Bridgers recorded Punisher at Sound City Studios in Los Angeles’ Van Nuys neighborhood; since it opened in 1969, the studio has served as the production home for iconic albums including Fleetwood Mac’s Fleetwood Mac, Tom Petty’s Damn the Torpedoes and Nirvana’s Nevermind (Bridgers also recorded the boygenius record at Sound City in 2018 with Baker and Dacus).
For Punisher, Bridgers recorded with Tony Berg and Ethan Gruska, both of whom she worked with on her debut, too. “[Sound City] is the best because of Tony Berg,” she says. “He’s been there for so many years, making some of my favorite records.”

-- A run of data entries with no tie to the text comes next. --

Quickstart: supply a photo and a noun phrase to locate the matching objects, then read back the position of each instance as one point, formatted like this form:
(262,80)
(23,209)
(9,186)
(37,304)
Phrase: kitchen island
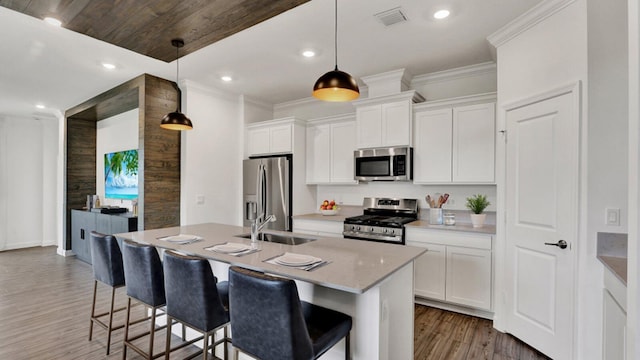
(372,282)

Now, ahead of Punisher’s release on June 19 on Dead Oceans, Bridgers spoke with Billboard about what she geeked out on while writing and recording her latest project.
Bluegrass
Growing up, Bridgers listened to a lot of country and bluegrass music. “I learned a lot of Carter Family songs and lots of John Prine,” she says, adding that she attended the Hardly Strictly Bluegrass festival every year into her teens. Those bluegrass influences, along with Bright Eyes’ I’m Wide Awake, It’s Morning, influenced “Graceland Too,” the banjo standout that features accompanying vocals from Baker and Dacus. Of the late folk icon Prine, who died in April of complications from the COVID-19 virus, Bridgers says she was also influenced by his final album The Tree of Forgiveness, particularly its track “Summer’s End.”
Blake Mills
While writing and recording Punisher, Bridgers says she was drawn to the singer/songwriter/composer’s recognizable aesthetic. “I love the way that his records sound and I am constantly trying to recreate that in my own music,” she says. Coincidentally, Mills holds a residency at Sound City, which led to collaboration opportunities between the two. Mills plays on Bridgers’ “Halloween,” “Savior Complex” and “I Know The End.” She says: “It was very weird to be, like, referencing music that was being made across the hallway.”
My Favorite Murder
On the debut single from Punisher, “Garden Song,” the track’s opening verse alludes to murdering a skinhead and burying them in the garden. The inspiration for the song likely stems from the true crime podcast My Favorite Murder, which Bridgers says she listened to while touring Strangers in the Alps — and continued listening to while touring with boygenius and Better Oblivion Community Center. “I think it probably snuck in (to the album),” she says.
Riding the Faders
Bridgers used a new recording technique on Punisher that she learned from engineer Joseph Lorge. The trick is to play various sounds and then “ride the faders as you’re recording so it all shines in different moments.” Bridgers used that style on title track “Punisher,” saying: “We made all these samples of bird sounds and backwards voice and Mellotron noises and rode the faders, and as the song went, we would turn them up and down to highlight different sections.” Ethan Gruska, who co-produced the album, recorded many of the sounds they used as samples, which also included Bridgers own voice from previous records.